In 1786, five independent groups established themselves on the island. First was Donald McKay, an independent trader. He was followed by Peter Pangman of Gregory, McLeod and Co., Robert Longmoor representing William Tomison of the Hudson's Bay Company, William Holmes of the North West Company and an independent Frenchman named Champagne. In the next season Donald McKay joined the HBC; Gregory, McLeod joined the NWC; and Champagne left the area. This left the HBC's Manchester House at the upper end of the island and the NWC's Pine Island Fort at the lower end. Here in 1788 the HBC built the first York boat used on the Saskatchewan. David Thompson broke his leg here in 1788. In 1792 Isaac Batt, a moderately well-known trader, went south with a group of Indians to hunt on the prairie and was murdered by them. In 1793 a large group of Gros Ventres entered the NWC post pretending to trade.

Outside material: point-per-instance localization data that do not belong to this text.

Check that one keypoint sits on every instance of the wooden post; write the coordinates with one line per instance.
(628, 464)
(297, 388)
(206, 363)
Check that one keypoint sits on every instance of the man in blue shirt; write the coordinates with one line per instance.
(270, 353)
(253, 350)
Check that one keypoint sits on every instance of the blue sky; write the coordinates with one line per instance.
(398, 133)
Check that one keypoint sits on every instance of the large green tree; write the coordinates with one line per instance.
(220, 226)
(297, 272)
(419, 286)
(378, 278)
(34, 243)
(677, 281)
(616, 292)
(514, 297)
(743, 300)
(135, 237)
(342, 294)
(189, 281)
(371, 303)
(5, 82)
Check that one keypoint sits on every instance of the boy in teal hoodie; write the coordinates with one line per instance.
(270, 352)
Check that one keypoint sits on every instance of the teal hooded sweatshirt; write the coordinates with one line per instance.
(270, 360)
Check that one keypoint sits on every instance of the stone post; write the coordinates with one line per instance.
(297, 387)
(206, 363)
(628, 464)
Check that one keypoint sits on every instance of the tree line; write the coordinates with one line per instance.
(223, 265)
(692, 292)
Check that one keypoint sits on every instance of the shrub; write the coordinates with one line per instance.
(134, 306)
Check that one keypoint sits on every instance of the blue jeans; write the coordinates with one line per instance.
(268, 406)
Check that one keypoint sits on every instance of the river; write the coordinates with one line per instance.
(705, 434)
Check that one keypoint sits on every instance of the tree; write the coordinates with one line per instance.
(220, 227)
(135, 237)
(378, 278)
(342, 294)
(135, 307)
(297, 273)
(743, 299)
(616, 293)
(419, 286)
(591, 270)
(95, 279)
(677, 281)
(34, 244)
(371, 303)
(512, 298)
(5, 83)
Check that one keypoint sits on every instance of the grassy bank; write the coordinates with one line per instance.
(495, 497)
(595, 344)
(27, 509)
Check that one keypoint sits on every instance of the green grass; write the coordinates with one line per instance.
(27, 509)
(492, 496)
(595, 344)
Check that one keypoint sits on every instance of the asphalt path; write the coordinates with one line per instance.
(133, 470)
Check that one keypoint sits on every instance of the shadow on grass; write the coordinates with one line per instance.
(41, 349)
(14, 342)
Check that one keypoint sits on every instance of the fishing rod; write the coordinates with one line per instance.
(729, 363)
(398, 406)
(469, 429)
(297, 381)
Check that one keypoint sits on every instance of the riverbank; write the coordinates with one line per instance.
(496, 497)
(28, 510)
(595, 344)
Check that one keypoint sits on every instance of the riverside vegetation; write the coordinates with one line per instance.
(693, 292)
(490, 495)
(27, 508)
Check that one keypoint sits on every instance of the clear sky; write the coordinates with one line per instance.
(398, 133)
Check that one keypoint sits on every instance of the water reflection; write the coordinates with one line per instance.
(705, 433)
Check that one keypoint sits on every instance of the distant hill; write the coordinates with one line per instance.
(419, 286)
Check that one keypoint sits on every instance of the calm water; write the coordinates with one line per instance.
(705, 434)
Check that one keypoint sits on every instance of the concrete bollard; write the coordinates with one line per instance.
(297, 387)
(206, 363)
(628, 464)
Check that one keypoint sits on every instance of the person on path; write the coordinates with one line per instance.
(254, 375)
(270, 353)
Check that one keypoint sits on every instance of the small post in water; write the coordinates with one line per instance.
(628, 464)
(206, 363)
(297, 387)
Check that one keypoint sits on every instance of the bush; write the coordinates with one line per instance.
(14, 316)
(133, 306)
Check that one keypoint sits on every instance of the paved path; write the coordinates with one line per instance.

When it became apparent that they intended to plunder the fort, a bold clerk took arms and drove them off. (The Gros Ventres and Mandans, who were at war with the Cree and the Plains tribes, thought that the traders were selling guns to the Cree.) In the same year Manchester House was plundered, and the traders escaped with only the clothes on their backs. In 1794 Duncan McGillivray of the NWC reported the houses in ruins. The island is not easily accessible, but in 1991 a memorial stone and plaque were erected on the river bank. As of September 2014, the plaque is still in place on top of high hill overlooking Pine Island.

Morton mentions an unnamed NWC post occupied by Edward Umfreville directly north of Maidstone and a house belonging to Donald McKay a hundred yards away.